¿Quién puede dudar del valor y la eficacia del voto como instrumento para elegir gobernantes o tomar decisiones? En una sociedad democrática con garantías constitucionales, el voto permite resolver importantes conflictos políticos. Pero en un gobierno dictatorial o autoritario, el voto sin garantías y sin un sistema de separación de poderes no es más que un instrumento para la manipulación y legitimación del régimen.
La ausencia de una verdadera separación de poderes en Venezuela hizo de las elecciones una mascarada que le ha permitido al régimen cambiar las reglas de juego a su gusto para fabricar resultados a la carta. El gobierno ha controlado y sigue controlando todo el sistema electoral sin participación de la oposición. Y cuando ese sistema, cuidadosamente diseñado para favorecerle, comienza a fallar como en el proceso de 2015, el régimen desconoce los resultados y procede a seguir cambiando las reglas de juego.
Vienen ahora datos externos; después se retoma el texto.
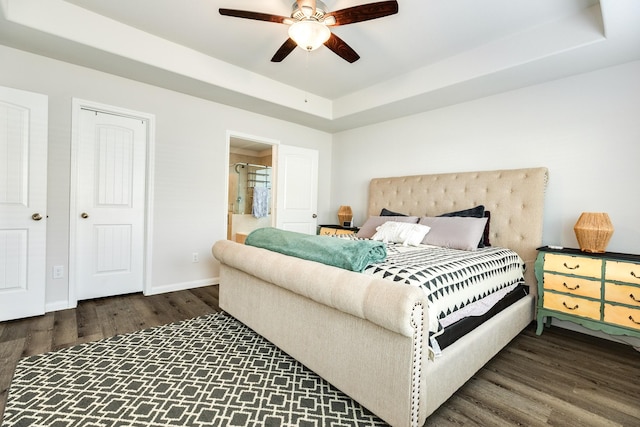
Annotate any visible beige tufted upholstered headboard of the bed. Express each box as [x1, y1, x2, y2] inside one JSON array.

En Venezuela llevamos ya dieciocho años votando para tratar de salir de este régimen por la vía del voto. Han sido elecciones sin garantías ni transparencia; totalmente manipuladas por una autoridad electoral al servicio del gobierno. A la oposición electoral no le ha quedado más remedio que participar, con la esperanza de que en un momento de sensatez –o debilidad?– el régimen acepte un resultado desfavorable y entregue el poder.
Así ha transcurrido una y otra elección desde 1999 hasta 2015. Cada jornada electoral se convierte en una nueva oportunidad para renovar las ilusiones y las promesas de un cambio en dictadura, por vía del voto. La variedad de argumentos para llamar a votar en estas condiciones va desde el chantaje implacable a la metafísica bienintencionada. De “si no votas gana la dictadura” a “si todos votamos unidos, ganamos”. Dieciocho años con las mismas promesas y con los mismos resultados, votando.
Se entiende que un pueblo de vocación civilista como el venezolano abrace el voto como primera opción para enfrentar a la dictadura. Pero luego de dieciocho años participando en elecciones organizadas por el régimen y sometida a sus capciosas reglas, la dirección política de la oposición debería comenzar a pensar que hay algo que no funciona con esa estrategia. Lamentablemente, la Mesa de la Unidad Democrática (MUD) –que ha llevado adelante las estrategias de la oposición hasta ahora– no acepta el debate ni la crítica para valorar sus errores y aciertos.
Por el contrario, sus decisiones parecen el resultado de estados de ánimo, como ese cambio de “calle, calle, calle” a “vota, vota, vota”, todo de un día para otro y sin anestesia. Participar en las elecciones regionales fue una decisión de la MUD que nunca fue consultada más allá del cogollo de partidos del G4. Menos aun fue el resultado de una consulta amplia a los ciudadanos, como la convocada el 16 de julio. Fue una de esas imposiciones de los partidos a la sociedad en términos gansteriles de “lo tomas o lo dejas porque eso es lo que hay”.
Votar en dictadura, sin claras garantías electorales, reciclando cada vez las ilusiones de un cambio a través del voto, es lo que hemos hecho en estos dieciocho años. Es lo que nos pide la MUD que hagamos una vez más, sin chistar, para que la acompañemos en su error, so pena de desatar toda su furia contra el resto de nosotros. Es lo que nos volverá a pedir que hagamos el próximo año para volver a votar en las elecciones presidenciales que se harán según los dictados de la constituyente. Y entonces ya no serán dieciocho, sino diecinueve años jugando en el mismo tablero del régimen.